The top Democrat in the Senate says his caucus won’t vote for a bipartisan Affordable Care Act stabilization bill if Republicans keep a provision in their tax plan that repeals the individual mandate.

“The Republicans cannot expect to pass their own, separate, ideological healthcare provision and then turn around and ask for Democratic votes to pass Alexander-Murray,” Chuck Schumer, D-N.Y., said on the Senate floor Wednesday. “Again, you can’t create major injury to the healthcare system and hurt millions and then say, 'Please give us a Band-Aid.'”

Schumer’s warning comes after Sen. John Cornyn, R-Texas, said Wednesday that it’s “likely” that the GOP will include funding for cost-sharing reduction (CSR) payments in its year-end spending bill, The Hill reported.
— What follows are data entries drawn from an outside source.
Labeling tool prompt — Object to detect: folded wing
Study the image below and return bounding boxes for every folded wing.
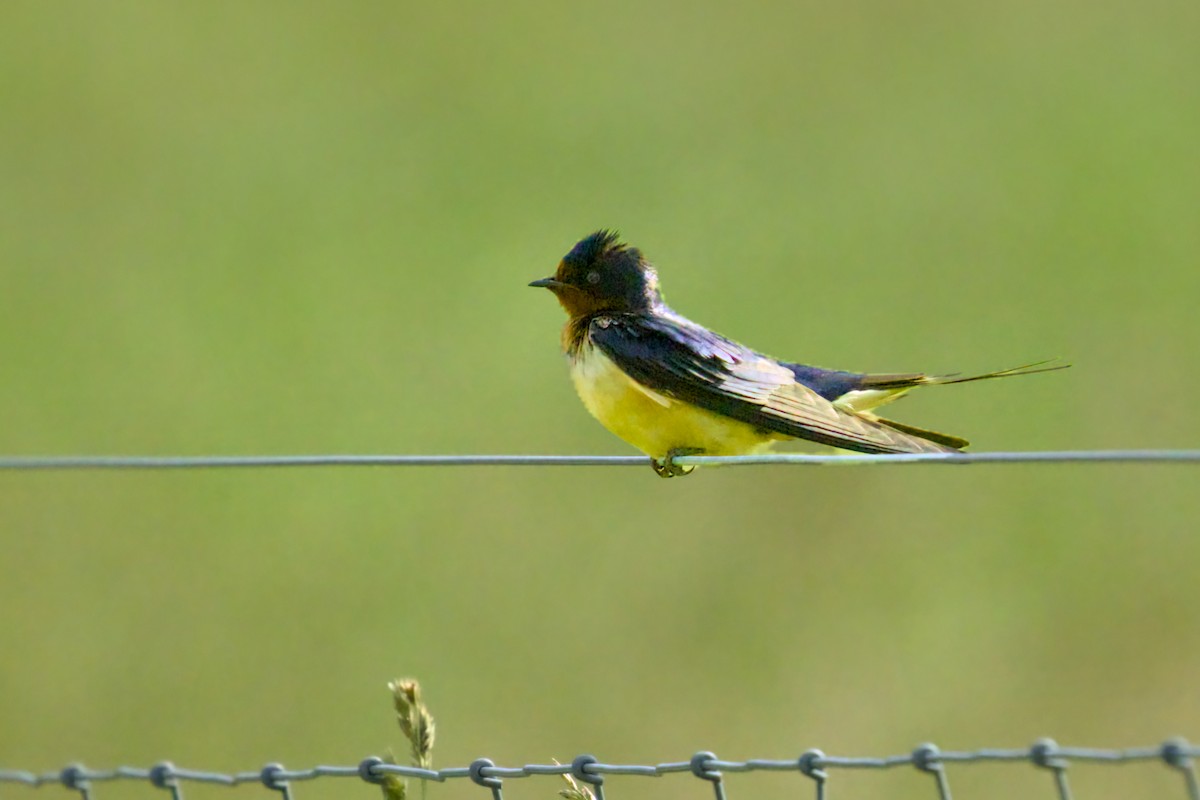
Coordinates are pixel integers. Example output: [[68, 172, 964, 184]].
[[588, 315, 958, 455]]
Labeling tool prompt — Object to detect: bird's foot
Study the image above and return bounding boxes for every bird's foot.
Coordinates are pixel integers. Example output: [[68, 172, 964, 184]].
[[651, 447, 704, 478]]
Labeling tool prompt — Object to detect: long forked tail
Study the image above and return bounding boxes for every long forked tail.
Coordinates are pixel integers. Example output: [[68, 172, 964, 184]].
[[861, 359, 1071, 390], [922, 358, 1071, 386], [844, 359, 1070, 450]]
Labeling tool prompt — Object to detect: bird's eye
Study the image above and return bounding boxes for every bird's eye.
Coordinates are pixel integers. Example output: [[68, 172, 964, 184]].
[[586, 271, 601, 285]]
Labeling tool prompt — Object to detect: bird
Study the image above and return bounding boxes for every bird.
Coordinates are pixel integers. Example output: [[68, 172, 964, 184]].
[[530, 230, 1067, 477]]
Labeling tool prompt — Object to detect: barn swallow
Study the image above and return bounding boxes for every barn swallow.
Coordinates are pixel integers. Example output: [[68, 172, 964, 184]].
[[531, 230, 1067, 477]]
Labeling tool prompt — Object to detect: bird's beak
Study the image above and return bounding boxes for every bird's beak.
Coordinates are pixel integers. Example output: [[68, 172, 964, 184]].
[[529, 277, 566, 290]]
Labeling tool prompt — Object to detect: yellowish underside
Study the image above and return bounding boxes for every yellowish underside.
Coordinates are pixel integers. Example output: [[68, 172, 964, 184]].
[[569, 345, 781, 458]]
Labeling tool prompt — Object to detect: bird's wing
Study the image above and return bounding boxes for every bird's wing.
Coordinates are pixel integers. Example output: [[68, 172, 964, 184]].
[[588, 315, 957, 454]]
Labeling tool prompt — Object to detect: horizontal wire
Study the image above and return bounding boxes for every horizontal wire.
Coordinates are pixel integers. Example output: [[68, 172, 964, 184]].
[[0, 454, 645, 470], [0, 450, 1198, 471]]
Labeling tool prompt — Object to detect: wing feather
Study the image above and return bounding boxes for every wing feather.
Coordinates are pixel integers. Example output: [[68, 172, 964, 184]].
[[589, 315, 956, 454]]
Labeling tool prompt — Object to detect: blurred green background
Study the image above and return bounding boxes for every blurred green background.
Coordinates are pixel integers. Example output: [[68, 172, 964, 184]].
[[2, 3, 1198, 800]]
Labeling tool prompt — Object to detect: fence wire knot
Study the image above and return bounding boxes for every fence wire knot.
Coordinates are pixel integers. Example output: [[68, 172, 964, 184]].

Cornyn, the ranking Senate Republican, also said the ACA stabilization bill drafted by Sen. Lamar Alexander, R-Tenn., and Sen. Patty Murray, D-Wash., “has merit.” That legislation, which would fund CSR payments for two years and offer states more flexibility to shape their individual insurance markets, was tabled in part because of President Donald Trump’s failure to support it.

Securing funding for CSR payments—at least in the short term—would help shore up the fragile ACA marketplaces, where policy uncertainty has fueled rising premium and insurer exits.
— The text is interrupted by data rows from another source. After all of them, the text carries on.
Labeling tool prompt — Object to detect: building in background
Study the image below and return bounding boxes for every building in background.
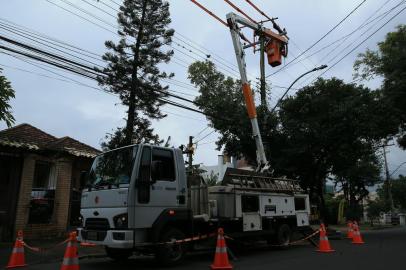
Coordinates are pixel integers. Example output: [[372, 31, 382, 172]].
[[201, 153, 254, 183], [0, 124, 100, 240]]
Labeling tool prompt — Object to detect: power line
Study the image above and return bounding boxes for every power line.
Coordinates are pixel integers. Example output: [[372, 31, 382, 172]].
[[195, 130, 216, 143], [0, 34, 101, 76], [46, 0, 245, 82], [0, 18, 104, 58], [189, 0, 228, 27], [95, 0, 119, 12], [82, 0, 117, 19], [296, 0, 405, 88], [1, 17, 200, 99], [107, 0, 121, 7], [266, 0, 367, 78], [0, 38, 225, 121], [286, 5, 395, 69], [304, 5, 406, 87], [46, 0, 118, 35], [325, 0, 404, 65], [59, 0, 117, 28], [0, 23, 105, 68], [223, 0, 257, 24]]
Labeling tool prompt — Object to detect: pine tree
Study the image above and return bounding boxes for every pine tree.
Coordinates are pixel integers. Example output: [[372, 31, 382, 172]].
[[101, 114, 163, 151], [97, 0, 174, 147], [0, 69, 15, 128]]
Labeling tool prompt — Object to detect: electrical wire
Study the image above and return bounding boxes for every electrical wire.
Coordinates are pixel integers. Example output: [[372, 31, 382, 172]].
[[266, 0, 367, 78], [195, 130, 216, 143], [302, 5, 406, 88], [223, 0, 257, 24]]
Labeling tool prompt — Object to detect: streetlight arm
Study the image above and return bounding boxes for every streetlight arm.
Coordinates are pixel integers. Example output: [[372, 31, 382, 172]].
[[270, 65, 327, 113]]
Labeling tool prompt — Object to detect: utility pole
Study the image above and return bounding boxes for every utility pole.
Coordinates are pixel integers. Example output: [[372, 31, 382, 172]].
[[259, 35, 267, 108], [382, 143, 395, 211], [187, 136, 194, 171]]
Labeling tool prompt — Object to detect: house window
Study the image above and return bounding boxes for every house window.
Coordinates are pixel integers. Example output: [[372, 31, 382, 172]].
[[29, 161, 56, 224]]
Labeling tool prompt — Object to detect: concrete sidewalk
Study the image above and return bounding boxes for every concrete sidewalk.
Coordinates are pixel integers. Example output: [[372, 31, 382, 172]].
[[0, 238, 105, 268]]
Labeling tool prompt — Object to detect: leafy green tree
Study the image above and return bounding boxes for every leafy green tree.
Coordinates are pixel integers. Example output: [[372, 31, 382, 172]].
[[354, 25, 406, 148], [391, 175, 406, 211], [97, 0, 174, 147], [188, 61, 278, 165], [0, 70, 15, 127], [204, 171, 219, 186], [278, 78, 383, 218], [380, 175, 406, 211], [188, 61, 385, 220]]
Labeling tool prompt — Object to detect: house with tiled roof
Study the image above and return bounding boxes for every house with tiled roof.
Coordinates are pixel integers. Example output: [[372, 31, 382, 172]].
[[0, 123, 100, 240]]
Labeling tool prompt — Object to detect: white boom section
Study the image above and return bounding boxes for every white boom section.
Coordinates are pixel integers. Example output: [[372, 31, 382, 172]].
[[226, 12, 268, 169]]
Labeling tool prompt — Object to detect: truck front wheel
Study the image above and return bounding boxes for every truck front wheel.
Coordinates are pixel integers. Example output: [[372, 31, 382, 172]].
[[155, 228, 186, 266], [105, 247, 133, 261]]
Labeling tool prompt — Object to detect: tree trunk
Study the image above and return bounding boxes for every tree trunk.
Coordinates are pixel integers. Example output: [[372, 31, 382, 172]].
[[318, 181, 327, 224], [125, 0, 148, 146]]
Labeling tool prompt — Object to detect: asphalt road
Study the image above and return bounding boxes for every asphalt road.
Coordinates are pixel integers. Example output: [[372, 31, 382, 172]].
[[20, 227, 406, 270]]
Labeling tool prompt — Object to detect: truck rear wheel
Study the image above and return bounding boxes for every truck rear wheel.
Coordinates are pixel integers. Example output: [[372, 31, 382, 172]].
[[268, 224, 291, 248], [276, 224, 291, 246], [105, 247, 133, 261], [155, 228, 186, 266]]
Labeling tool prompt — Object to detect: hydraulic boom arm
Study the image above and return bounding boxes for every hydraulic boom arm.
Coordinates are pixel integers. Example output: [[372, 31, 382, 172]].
[[226, 12, 288, 171]]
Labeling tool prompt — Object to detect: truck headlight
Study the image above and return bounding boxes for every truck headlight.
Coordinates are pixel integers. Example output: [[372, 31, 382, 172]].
[[113, 213, 128, 229]]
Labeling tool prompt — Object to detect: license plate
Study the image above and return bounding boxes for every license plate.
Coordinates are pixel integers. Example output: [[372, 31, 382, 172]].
[[87, 231, 98, 240]]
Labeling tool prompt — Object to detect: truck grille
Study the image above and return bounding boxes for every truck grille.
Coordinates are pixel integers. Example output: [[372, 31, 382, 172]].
[[85, 218, 110, 230]]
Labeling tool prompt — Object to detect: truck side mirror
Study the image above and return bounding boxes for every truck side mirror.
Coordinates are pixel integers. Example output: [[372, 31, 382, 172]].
[[151, 160, 163, 183]]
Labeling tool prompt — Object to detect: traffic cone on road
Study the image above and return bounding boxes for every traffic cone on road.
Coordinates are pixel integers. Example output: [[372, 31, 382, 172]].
[[210, 228, 233, 270], [352, 222, 365, 245], [60, 232, 79, 270], [346, 221, 354, 239], [316, 224, 335, 253], [6, 230, 27, 268]]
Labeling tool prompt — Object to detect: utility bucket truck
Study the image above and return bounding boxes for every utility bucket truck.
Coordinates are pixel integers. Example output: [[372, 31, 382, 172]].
[[77, 145, 310, 265], [77, 12, 311, 266]]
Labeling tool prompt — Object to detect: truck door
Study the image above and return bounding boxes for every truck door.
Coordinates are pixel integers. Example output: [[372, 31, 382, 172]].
[[134, 146, 180, 228]]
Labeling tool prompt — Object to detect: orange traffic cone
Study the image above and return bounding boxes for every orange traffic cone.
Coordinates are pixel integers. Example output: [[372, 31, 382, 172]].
[[6, 230, 27, 269], [210, 228, 233, 270], [346, 221, 354, 239], [316, 224, 335, 253], [60, 232, 79, 270], [352, 222, 365, 244]]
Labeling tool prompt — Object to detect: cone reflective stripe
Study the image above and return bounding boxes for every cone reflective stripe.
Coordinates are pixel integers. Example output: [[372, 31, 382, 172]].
[[352, 223, 365, 244], [6, 230, 27, 268], [316, 223, 335, 253], [346, 221, 354, 239], [60, 232, 79, 270], [210, 228, 233, 270]]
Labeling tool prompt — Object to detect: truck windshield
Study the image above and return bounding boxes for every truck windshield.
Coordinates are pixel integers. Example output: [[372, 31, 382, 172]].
[[88, 145, 138, 188]]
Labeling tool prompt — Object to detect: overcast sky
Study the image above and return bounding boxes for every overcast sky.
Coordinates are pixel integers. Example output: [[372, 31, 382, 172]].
[[0, 0, 405, 176]]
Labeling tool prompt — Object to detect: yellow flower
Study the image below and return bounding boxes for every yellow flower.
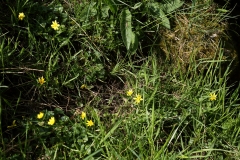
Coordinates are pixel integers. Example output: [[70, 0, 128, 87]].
[[18, 12, 25, 20], [209, 93, 217, 101], [7, 120, 17, 128], [51, 20, 60, 30], [86, 120, 94, 127], [81, 111, 86, 120], [37, 112, 44, 119], [37, 76, 46, 85], [48, 117, 55, 125], [126, 89, 133, 96], [80, 84, 86, 89], [133, 94, 143, 104]]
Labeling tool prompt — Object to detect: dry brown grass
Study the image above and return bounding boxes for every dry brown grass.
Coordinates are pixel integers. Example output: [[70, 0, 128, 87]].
[[159, 2, 238, 73]]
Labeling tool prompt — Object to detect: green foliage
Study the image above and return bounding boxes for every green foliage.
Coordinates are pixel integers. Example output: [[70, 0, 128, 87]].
[[147, 2, 171, 29], [1, 0, 240, 159], [70, 0, 184, 54], [3, 109, 98, 159], [120, 8, 138, 53], [0, 0, 106, 94], [118, 0, 184, 52]]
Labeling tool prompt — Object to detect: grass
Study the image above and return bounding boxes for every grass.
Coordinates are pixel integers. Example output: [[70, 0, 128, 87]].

RELATED: Insurers slam decision to end CSR payments

But repealing the requirement that everyone must buy insurance would likely have the opposite effect, according to the Congressional Budget Office’s estimate and prominent healthcare trade groups. Both warned that the disappearance of the individual mandate will cause enrollment to drop and premiums to rise even further.

The House’s version of tax overhaul legislation, which does not include an individual mandate repeal, is expected to pass, according to the Associated Press. But the Senate’s version of the measure is less assured passage, as it can lose just GOP two votes and one Republican—Wisconsin’s Ron Johnson—has already come out against the measure.
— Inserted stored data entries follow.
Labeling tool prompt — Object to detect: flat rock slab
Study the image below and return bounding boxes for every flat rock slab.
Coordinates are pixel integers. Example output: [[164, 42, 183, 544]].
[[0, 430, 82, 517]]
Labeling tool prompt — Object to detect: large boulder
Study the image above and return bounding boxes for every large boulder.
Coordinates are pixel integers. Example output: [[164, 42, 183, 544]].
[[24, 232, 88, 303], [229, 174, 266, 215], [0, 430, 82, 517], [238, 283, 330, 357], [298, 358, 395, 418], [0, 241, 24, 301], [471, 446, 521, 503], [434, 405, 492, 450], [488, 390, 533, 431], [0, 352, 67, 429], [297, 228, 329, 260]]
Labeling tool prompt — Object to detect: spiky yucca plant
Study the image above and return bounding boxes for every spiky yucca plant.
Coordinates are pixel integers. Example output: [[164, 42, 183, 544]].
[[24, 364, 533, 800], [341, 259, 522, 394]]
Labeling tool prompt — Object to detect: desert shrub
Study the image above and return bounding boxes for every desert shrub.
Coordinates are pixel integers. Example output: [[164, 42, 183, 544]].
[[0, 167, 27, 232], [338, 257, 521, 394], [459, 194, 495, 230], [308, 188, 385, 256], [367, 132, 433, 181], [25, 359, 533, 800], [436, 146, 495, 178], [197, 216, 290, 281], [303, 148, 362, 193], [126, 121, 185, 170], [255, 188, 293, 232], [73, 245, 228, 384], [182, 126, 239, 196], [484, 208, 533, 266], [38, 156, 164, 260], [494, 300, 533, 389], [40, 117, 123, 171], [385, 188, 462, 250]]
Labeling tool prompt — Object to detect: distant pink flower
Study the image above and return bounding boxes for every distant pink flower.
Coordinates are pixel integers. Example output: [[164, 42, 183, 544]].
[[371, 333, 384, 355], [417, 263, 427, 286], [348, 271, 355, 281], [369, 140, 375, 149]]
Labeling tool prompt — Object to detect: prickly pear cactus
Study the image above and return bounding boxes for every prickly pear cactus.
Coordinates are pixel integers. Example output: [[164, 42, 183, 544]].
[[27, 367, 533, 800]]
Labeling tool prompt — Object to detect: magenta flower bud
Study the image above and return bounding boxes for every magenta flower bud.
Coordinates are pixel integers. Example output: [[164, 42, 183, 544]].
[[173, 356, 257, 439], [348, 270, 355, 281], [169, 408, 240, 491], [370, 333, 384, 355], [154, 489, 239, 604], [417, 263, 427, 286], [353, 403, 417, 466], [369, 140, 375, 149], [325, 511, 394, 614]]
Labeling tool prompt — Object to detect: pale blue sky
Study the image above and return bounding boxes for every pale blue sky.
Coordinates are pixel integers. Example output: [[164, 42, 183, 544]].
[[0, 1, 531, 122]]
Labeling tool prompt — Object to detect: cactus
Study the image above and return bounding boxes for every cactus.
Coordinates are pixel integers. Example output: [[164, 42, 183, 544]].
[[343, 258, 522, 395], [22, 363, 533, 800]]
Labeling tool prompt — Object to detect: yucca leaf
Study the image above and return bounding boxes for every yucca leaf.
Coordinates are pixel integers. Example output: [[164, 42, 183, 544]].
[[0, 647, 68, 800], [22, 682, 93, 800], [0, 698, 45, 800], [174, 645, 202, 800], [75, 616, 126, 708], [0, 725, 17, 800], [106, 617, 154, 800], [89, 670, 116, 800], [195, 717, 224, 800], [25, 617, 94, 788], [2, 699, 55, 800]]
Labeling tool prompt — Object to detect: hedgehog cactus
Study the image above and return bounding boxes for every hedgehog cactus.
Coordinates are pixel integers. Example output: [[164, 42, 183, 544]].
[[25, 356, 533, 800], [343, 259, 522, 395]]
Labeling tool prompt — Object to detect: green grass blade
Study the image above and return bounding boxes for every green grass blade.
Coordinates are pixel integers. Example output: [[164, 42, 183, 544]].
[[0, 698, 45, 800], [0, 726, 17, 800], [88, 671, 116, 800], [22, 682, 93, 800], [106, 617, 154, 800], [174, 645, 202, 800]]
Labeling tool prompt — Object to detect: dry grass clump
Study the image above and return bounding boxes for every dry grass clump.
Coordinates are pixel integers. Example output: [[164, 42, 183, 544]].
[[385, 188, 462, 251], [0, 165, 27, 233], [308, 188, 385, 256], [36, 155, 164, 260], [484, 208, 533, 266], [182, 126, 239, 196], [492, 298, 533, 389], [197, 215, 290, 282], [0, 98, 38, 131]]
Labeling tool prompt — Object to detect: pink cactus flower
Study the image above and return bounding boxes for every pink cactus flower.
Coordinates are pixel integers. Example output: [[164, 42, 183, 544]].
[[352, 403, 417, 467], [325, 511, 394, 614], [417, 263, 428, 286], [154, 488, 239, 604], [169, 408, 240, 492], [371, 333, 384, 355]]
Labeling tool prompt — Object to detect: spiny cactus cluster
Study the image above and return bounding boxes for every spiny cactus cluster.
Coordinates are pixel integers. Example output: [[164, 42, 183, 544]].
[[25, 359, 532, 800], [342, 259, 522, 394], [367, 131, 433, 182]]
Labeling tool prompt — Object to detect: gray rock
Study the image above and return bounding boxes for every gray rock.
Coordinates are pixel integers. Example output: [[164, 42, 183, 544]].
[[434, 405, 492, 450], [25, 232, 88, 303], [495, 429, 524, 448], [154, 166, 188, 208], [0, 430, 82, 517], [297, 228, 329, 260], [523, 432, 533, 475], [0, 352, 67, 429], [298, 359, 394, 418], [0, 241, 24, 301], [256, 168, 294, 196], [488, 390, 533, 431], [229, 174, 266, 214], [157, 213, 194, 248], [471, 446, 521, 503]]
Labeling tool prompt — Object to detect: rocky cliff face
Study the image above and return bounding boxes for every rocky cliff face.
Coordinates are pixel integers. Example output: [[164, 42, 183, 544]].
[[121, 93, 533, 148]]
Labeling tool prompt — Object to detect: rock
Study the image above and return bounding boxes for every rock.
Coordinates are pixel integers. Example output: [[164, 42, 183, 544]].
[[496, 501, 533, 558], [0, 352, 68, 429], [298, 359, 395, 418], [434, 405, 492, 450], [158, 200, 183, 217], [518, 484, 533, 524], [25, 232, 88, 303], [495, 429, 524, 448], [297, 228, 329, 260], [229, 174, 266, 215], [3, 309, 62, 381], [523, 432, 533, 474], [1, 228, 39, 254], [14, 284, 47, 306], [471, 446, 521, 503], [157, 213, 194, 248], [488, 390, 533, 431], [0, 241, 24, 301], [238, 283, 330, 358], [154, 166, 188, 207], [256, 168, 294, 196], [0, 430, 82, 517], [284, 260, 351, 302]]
Johnson’s quarrel is not with the individual mandate repeal, but with the fact that the tax legislation is more generous to publicly traded corporations than to pass-through entities.

Meanwhile, the Internal Revenue Service has begun to send letters to thousands of businesses informing them that they owe the government money for failing to offer health insurance to their employees, The New York Times reported. That’s significant because it represents the first time that the agency is enforcing the ACA’s employer mandate.